The end is near! Belgium is my last foreign stop before I fly to Miami, Florida, though is Florida really any less foreign? I made a quick visit of Belgium just before the long slog home.
Hitchhiking in Belgium
I wasn’t optimistic about it, but I tried hitchhiking from Brussels airport. I found a bad, yet quiet spot away from any police and threw my thumb out. Surprisingly, a car with diplomatic license plates stopped. That is very rare, and even more so since I hadn’t shaved and was looking grizzled. However, he was going the wrong way. But then another car with diplomatic plates stopped, and this time I went with them into town: two Burmese guys—do I have to say Myanmar? Myanmar has existed for so long now no one will remember it was once Burma—from the embassy. They were a jovial duo, entertaining me by mock-throwing their phones out the window every time it beeped with a message.

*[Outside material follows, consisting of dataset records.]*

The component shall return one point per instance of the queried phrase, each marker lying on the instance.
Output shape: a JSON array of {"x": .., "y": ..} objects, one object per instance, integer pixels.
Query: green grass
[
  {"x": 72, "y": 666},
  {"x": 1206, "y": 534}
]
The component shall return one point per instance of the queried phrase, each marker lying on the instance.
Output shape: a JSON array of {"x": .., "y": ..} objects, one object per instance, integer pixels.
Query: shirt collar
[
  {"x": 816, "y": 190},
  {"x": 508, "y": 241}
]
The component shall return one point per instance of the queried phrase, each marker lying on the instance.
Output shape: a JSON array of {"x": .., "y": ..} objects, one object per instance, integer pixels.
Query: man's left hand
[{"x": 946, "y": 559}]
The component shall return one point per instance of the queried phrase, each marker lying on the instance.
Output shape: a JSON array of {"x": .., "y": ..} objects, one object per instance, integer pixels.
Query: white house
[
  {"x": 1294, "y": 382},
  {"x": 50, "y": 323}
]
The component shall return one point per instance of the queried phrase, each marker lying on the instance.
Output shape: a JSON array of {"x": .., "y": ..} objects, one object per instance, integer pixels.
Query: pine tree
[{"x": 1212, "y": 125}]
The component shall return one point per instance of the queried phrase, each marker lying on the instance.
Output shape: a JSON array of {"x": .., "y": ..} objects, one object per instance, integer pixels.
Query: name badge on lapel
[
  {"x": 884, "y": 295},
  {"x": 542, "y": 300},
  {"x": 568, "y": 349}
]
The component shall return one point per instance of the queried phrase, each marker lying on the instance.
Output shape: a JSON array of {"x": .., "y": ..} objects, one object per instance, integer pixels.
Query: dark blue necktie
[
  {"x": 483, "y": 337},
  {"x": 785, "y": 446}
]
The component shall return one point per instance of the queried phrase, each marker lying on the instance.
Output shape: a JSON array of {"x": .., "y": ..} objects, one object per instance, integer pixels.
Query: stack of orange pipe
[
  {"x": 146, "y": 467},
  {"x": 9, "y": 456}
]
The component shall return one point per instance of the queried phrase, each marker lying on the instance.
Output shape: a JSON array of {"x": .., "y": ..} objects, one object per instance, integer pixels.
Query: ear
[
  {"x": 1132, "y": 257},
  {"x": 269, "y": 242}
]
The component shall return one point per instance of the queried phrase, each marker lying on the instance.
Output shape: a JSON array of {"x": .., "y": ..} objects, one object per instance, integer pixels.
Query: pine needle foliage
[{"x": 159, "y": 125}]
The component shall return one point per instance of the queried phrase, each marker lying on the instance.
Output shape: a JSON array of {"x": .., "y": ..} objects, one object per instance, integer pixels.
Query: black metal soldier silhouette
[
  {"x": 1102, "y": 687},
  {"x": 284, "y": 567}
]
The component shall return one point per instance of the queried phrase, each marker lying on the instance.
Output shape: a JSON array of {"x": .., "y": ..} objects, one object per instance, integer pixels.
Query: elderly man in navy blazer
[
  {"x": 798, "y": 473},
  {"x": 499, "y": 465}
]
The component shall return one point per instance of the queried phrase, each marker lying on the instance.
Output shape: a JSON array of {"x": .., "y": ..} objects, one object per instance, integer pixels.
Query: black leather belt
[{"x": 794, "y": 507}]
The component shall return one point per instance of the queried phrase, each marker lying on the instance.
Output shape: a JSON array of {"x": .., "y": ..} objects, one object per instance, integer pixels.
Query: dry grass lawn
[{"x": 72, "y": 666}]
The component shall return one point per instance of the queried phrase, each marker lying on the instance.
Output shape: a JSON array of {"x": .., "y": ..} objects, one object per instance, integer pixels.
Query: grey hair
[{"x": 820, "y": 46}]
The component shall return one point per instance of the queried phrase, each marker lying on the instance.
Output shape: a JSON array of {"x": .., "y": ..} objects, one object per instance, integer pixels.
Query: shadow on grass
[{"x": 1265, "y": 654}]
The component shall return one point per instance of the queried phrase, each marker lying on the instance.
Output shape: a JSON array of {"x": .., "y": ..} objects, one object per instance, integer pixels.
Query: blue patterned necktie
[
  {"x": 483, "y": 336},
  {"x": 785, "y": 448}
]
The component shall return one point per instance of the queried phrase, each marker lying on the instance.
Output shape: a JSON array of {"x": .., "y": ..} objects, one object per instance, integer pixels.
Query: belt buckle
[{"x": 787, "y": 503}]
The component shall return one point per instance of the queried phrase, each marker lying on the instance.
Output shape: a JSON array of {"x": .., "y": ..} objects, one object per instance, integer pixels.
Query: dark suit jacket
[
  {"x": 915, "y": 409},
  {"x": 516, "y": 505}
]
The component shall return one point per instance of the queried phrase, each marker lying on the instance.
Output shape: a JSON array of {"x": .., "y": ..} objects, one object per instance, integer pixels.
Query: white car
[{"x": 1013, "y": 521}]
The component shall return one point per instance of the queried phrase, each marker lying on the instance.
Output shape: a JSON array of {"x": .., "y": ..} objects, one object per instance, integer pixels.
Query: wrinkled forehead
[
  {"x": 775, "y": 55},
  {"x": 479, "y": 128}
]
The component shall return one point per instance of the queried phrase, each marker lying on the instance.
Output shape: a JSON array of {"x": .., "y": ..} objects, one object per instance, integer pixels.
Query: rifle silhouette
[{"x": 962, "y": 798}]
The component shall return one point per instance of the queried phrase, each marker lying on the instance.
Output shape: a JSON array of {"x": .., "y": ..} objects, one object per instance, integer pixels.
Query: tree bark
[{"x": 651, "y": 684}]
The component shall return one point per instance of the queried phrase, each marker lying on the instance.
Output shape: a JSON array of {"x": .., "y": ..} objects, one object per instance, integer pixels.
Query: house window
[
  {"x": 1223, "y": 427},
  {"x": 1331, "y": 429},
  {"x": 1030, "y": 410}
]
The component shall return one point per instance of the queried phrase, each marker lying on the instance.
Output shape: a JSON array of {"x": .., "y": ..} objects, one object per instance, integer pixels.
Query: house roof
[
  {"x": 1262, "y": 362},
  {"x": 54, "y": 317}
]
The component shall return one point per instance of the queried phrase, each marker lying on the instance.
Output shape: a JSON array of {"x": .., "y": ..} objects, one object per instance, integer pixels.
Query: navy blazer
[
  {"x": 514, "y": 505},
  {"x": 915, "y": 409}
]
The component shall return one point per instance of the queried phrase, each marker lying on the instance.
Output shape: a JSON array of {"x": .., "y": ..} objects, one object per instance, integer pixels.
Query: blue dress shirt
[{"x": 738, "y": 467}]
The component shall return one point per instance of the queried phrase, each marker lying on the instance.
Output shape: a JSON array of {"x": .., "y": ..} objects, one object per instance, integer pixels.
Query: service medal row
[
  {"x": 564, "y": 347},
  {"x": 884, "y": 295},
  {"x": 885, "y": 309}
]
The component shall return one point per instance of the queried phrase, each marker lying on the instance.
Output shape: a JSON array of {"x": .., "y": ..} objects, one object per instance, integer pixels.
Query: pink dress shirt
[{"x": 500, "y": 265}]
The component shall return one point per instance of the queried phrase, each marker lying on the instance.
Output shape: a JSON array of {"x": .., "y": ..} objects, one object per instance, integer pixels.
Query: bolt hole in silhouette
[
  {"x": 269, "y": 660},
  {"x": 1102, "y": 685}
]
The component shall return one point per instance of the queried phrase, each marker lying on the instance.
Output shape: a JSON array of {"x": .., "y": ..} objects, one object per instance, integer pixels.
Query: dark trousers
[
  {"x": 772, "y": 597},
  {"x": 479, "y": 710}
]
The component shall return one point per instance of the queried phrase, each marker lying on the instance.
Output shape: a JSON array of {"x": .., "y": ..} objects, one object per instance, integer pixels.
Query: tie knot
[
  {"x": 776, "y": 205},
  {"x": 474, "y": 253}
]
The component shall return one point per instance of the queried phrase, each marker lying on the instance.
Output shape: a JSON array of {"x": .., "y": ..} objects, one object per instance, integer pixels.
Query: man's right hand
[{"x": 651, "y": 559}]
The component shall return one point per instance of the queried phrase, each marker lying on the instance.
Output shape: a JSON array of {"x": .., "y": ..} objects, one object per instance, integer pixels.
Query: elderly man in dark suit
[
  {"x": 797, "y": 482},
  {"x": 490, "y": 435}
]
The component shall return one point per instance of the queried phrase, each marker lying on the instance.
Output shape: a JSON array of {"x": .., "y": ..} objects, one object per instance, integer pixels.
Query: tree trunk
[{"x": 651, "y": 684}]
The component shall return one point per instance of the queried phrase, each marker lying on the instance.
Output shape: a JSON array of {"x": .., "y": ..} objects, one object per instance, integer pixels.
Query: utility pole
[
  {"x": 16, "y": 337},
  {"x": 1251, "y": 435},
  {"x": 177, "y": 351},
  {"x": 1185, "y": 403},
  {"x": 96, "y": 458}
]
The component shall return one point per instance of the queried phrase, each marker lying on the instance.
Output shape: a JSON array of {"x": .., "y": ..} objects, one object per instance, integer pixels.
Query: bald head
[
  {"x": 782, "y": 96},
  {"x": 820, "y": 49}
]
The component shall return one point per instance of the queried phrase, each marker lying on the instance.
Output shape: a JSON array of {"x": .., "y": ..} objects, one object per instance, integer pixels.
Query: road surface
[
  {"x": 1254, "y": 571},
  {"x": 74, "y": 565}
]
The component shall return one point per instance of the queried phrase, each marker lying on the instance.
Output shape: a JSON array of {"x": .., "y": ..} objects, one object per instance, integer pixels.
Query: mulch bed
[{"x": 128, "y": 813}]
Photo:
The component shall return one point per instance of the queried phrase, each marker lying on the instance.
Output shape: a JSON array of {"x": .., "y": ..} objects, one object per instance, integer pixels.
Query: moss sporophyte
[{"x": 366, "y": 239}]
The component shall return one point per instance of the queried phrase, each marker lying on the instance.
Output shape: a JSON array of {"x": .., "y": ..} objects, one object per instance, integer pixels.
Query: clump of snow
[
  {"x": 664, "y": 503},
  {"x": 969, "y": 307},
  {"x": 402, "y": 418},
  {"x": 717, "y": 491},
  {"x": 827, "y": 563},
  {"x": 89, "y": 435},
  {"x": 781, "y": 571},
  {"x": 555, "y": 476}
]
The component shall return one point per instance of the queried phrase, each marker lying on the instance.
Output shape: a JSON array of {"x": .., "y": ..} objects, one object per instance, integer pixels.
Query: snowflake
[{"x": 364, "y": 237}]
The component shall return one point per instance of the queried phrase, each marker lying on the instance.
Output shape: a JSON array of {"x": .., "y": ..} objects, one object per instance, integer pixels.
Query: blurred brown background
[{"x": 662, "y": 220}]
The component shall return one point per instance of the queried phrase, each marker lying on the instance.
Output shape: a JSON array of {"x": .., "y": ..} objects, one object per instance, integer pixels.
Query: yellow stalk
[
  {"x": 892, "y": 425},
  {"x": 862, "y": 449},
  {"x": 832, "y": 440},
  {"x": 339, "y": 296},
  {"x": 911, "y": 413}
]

Hitchwiki told me where to take public transport in Brussels to the best spot for heading west to the coast. I needed help from a gorgeous Congolese woman to figure out the ticket system, though I might have heard every fifth word while staring at her. Every time I am in Brussels I am struck that it must be one of the most international (read: least white) places I know; it’s no wonder little Belgium is such a hub for international flights.
The hitchhiking all went quickly from Brussels: an African-Belgian guy took me to the first highway gas station, then I sat in a disgustingly filthy car thick with cat hair and cigarette smoke from a man with three kids in the back seat, and finally a Chechen guy drove me to Oostende on the coast. He couldn’t believe I was American nor that I was visiting for fun. I had already told him I was from America, but he looked me over and asked, “Are you Syrian?”
“Nooooo!” I replied. I pointed to the American flag velcroed on my backpack and said, “California!” in the dorkiest way possible.
He was confused. “You are on holiday in Belgium? Belgium?!” as if it was the most ridiculous idea. I assured him I had no other motives to be in Belgium and he let me out in Oostende, not believing a word I said.
Sometimes I worry about getting robbed while hitchhiking, but any driver’s smartphone is worth twice as much as everything in my bag combined, and the driver probably quickly realizes it when meeting me. In almost all of Europe the balance is such that the driver is far more worried about you than you are worried about the driver. Whatever the dynamic, so far, so good.
In Oostende I stayed at an Airbnb place that cost exactly $1 because the guy simply wanted to have guests. In Gent I stayed as a Couchsurfing guest, but I might be losing my Couchsurfing mojo. Lately it hasn’t been so easy to find hosts.
The Cheap flight—always the cheap flight
My flight to Miami is with a Belgian-based airline called—ready for this? It’s unbelievably bad: Jetairfly. Ta-da! Is that not the worst name for an airline? Who thinks of these things? I am flying with them because $165 is crazy-cheap.
I was all proud of myself that I found such a cheap flight, but these days they aren’t the only cheap game in town to cross the Atlantic. Jetairfly, Norwegian.com and Wowair via Iceland are the way to go, among others. Still, $165 including all taxes and a free checked bag is very, very hard to beat.
Blitzing through the US embassy
I raced to the US embassy in Brussels just before my flight to get extra passport pages. You must make an appointment online, but then there is wiggle room if you call them and ask for other times. Like anything involving passports, it’s better to do it abroad than home because of the time and cost. If I wanted new passport pages in USA, the cost would be the same, $82, but I would have to mail it away (with insurance and a return envelope) and wait 4-6 weeks or pay an express fee of $32 if I went in person to a passport office in a big city.
It rankles me that I have to pay $82 for something that used to be free and which takes minutes to do, but come the end of the year, the government will no longer issue extra passport pages. When your passport gets filled with stamps, you’ll have to buy another passport, which is about $140 now, plus photos, plus the interminable waiting time, etc.
Pro tip: all those mangled US dollar banknotes that no money changer will touch, the ones with the rips, tears, spots, markings, and stains? The embassy will take them.
For foreigners coming to USA, just because nowadays there are old and new types of banknotes for the same denomination doesn’t mean it’s a problem to use either one. In fact, every banknote ever printed in America is legal tender. Don’t come to USA with anything other than dollars. I have never, ever seen a decent rate for any foreign currency.
How did I find an Airbnb place that was $1? By doing a search by map, putting my parameters as a place for under $10, and zooming out. You never know what you might find.